Stephanus zag den ander vragend aan; Paulus vervolgde echter: »Ja, dat is wel vreemd! Of ik mannen of vrouwen zie, de zee of dezen berg: nooit denk ik aan Alexandrië en altijd aan heilige dingen. Maar wanneer ik vischlucht ruik, zie ik in mijne verbeelding de markt, en denk ik aan vischbanken en oesters.

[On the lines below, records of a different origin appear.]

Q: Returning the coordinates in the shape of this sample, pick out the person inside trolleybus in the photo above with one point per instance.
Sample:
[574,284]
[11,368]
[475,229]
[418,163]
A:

»Die van Canobus zijn voortreffelijk, viel Stephanus hem in de rede; »men bakt daar kleine pasteitjes
Paulus veegde zich met de bovenzijde van zijne hand de gebaarde lippen af en zeide: »Bij den dikken kok Philemon in de Herakleotische straat!
Maar dadelijk brak hij af en vervolgde beschaamd: »Het zou toch beter zijn als ik ophield te vertellen. De schemering breekt nog niet aan, en gij moet trachten nog wat te slapen.